The population is poorly-educated, with 6.4 million over 15 not having completed primary school. Four million have a primary education, 2.2 million secondary, and 829,736 have a university level education (all as of 2001). There is little incentive for better education, as most job vacancies require few or no educational qualifications.

==Economic migrants==
Many Isan people have sought work elsewhere. In the first half of the 1990s, 420,000 workers moved elsewhere in Thailand (60 percent of them to Bangkok). Many of the taxicab drivers, shop and factory workers and construction workers in the capital are from Isan. The economic advantages of migrant labour have come at a social cost. While some workers migrate annually, other families are divided, often for many years.

The Thai government's National Economic and Social Development Board estimates that remittances from Isan women overseas amount to US$35 million per year, equivalent to six percent of the region's economic output. Researchers estimate that at least 15,000 Isan women are married to foreign men.

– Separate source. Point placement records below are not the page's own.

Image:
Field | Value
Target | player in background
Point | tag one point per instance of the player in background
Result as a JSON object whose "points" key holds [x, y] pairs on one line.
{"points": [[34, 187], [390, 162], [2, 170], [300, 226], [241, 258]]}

Rural Isan is a disproportionate supplier of workers to the sex trade, both domestically and abroad. This is partly a legacy of Vietnam-era US bases, but mostly due to the region's poverty. As one researcher summed it up, "The equation looks like this: One working day in a tapioca field pays $8 (300 baht). One working day at a multinational chicken factory pays $11 (400 baht). One working day at a metal factory in Denmark pays $91 (3200 baht), and one busy working day at a Danish brothel pays $450 (15,800 baht)."

Sex workers from Isan see prostitution as a way out of poverty. One former sex worker from Maha Sarakham said she entered Bangkok's sex trade at the age of 19 and earned up to 5,000 baht (US$143.14) a night, nearly 20 times the minimum wage of 300 baht (US$8.59) per day. "No one wants to work in this business, but it's fast and easy money," she said.